The number of companies affected by fraudulent activity has jumped year-on-year to 71 per cent, according to over 900 senior executives polled globally in the latest Kroll Global Fraud Report.
This is sharply up from their previous year’s findings, which indicated 63 per cent of European companies were affected by fraud. The new 2013 report further noted an increase in every of the seven categories of fraud it measures.
The global average of businesses reporting to have been a victim of fraudulent activity is put by the report at 70 per cent. The largest increase was in vendor, supplier or procurement fraud, which it says now affects 17 per cent of firms, up from nine per cent the year before.
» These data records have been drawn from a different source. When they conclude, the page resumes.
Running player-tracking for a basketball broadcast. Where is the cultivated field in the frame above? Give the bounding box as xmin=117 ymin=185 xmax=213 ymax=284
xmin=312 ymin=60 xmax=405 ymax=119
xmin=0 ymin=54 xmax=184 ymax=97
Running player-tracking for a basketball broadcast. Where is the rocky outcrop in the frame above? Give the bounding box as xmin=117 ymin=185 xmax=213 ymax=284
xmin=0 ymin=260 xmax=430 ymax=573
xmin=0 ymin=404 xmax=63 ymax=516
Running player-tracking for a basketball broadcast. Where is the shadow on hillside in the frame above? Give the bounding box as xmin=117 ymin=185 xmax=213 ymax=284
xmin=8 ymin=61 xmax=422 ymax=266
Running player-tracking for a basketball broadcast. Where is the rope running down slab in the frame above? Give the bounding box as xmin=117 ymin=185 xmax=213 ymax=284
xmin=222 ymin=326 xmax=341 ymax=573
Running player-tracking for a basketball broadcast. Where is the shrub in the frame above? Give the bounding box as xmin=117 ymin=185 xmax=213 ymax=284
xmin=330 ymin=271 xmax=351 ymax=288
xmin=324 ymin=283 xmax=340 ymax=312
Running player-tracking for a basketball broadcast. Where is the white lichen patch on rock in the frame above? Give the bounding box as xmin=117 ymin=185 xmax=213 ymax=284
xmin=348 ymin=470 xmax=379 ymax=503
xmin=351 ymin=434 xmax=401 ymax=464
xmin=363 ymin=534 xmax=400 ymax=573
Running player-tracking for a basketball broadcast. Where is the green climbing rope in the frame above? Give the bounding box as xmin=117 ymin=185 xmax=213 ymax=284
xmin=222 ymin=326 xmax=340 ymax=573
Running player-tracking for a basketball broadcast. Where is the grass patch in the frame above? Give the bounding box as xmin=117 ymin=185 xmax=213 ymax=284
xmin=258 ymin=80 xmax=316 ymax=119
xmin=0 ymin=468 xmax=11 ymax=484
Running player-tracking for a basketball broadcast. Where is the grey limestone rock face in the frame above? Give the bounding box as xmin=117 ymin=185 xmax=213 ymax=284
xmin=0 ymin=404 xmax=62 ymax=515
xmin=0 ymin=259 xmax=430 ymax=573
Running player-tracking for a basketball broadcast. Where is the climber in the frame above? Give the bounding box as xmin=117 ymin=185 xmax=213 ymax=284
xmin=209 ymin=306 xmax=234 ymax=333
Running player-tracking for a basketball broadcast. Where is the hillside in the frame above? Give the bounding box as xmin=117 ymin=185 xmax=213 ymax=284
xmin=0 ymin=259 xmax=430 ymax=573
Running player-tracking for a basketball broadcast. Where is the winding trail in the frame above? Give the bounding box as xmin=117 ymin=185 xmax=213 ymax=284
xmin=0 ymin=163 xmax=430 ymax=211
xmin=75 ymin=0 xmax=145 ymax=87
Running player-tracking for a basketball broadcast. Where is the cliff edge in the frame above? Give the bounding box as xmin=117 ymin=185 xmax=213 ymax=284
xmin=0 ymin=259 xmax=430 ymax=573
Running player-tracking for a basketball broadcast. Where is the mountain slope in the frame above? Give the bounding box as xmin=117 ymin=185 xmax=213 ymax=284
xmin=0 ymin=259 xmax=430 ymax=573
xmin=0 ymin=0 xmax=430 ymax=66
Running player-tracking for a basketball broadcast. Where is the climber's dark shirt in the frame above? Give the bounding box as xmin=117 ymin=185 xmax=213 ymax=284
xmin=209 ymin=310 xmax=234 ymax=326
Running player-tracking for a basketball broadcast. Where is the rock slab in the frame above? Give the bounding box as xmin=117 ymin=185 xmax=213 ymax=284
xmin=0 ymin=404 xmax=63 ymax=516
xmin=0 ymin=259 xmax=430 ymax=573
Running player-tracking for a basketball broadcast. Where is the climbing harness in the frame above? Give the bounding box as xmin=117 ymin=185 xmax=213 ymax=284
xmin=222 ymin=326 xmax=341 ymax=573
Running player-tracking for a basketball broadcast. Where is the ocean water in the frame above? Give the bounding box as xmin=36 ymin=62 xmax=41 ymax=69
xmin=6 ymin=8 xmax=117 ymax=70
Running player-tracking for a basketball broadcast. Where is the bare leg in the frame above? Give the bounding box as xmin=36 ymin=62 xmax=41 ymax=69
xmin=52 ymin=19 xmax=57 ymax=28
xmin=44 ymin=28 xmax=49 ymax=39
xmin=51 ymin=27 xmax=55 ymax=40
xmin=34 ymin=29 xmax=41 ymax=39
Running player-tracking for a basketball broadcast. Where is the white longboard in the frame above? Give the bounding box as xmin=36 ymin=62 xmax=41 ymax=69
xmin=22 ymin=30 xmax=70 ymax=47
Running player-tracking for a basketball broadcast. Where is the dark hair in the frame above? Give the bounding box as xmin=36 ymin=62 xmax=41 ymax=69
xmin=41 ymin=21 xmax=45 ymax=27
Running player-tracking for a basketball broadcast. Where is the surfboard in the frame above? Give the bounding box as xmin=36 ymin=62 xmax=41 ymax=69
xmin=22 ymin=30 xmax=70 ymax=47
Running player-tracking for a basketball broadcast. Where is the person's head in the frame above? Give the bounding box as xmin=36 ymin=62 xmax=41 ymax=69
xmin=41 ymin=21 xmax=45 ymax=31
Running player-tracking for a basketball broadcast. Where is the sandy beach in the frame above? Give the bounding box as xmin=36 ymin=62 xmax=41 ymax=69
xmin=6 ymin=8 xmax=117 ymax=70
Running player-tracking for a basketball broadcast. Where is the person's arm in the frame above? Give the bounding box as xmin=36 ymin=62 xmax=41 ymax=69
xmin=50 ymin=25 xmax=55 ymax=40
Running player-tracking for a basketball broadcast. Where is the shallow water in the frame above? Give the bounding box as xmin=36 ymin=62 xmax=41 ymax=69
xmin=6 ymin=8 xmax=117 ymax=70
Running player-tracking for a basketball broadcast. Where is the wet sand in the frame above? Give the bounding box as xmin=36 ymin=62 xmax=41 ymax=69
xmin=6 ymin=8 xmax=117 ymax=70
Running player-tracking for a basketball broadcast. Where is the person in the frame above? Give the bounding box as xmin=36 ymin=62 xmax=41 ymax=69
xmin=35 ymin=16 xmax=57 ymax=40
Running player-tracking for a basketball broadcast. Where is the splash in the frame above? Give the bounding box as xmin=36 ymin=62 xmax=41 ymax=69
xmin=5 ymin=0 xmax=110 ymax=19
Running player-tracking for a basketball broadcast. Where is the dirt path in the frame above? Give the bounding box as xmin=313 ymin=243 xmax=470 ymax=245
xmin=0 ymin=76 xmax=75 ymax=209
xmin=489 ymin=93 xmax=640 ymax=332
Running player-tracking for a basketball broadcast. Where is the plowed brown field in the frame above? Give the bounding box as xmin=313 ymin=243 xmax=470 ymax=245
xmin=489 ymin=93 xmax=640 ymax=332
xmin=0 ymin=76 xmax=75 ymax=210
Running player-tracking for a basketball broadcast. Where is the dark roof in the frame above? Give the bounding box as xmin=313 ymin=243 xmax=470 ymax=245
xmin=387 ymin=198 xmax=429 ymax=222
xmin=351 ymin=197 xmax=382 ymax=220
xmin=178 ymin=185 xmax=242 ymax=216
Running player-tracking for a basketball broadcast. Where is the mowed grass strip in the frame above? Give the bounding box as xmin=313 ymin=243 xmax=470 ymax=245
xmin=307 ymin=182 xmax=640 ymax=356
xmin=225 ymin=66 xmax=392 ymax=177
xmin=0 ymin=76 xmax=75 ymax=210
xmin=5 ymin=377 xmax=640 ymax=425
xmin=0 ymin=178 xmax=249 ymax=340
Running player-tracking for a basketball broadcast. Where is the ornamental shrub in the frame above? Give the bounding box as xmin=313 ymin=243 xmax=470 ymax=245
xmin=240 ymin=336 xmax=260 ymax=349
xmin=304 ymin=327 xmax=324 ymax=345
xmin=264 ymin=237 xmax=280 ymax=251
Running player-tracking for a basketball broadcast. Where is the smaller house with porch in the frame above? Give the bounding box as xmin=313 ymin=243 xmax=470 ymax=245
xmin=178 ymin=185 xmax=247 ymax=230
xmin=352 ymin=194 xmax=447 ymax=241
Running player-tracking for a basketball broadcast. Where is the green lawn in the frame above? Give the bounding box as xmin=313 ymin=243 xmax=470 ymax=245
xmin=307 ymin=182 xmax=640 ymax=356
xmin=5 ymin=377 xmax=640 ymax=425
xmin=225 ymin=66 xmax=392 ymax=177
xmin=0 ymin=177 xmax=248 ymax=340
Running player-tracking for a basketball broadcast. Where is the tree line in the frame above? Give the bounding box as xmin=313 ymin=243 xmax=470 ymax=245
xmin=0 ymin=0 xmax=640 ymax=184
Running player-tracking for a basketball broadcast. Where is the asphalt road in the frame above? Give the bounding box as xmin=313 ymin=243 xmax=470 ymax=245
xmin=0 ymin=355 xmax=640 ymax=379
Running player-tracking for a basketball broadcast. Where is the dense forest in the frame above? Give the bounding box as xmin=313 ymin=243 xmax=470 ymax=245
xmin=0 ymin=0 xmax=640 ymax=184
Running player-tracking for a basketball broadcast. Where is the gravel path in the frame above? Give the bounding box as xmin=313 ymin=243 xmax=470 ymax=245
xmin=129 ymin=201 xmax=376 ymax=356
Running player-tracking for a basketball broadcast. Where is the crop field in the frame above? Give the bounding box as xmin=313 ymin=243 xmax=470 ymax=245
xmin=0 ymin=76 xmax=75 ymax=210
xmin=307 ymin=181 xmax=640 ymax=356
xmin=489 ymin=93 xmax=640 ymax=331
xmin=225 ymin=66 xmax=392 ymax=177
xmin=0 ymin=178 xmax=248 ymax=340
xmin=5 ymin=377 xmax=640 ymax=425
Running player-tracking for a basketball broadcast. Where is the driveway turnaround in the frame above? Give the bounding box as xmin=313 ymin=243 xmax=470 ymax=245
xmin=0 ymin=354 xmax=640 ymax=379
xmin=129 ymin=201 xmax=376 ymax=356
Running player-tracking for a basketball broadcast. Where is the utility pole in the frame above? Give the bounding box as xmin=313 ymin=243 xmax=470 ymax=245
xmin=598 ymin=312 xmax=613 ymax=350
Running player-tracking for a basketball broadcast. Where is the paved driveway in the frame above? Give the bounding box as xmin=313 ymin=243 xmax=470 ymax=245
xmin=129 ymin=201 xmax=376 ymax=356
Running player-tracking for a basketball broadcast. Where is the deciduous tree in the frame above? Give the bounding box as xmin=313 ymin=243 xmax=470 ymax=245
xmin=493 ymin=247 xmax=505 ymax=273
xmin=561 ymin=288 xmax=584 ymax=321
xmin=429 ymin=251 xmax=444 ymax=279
The seventh annual fraud report, commissioned by Kroll along with the Economist Intelligence Unit, finds the globalisation of commerce is increasing fraud exposure, as companies branch out into overseas markets where there is more risk, and increase their reliance on outsourcing.
Business dealing with markets like Africa, India and Latin America carries the most risk, increasing the vulnerability of 30 per cent of companies to fraud, while half of all firms said they would not presently consider expanding into these and other particular markets overseas because of the risk of corruption. One of the highest general fraud levels identified by territory this year was in India, where incidences of fraud committed by vendors and suppliers were well above the global average, as well as the BRIC average.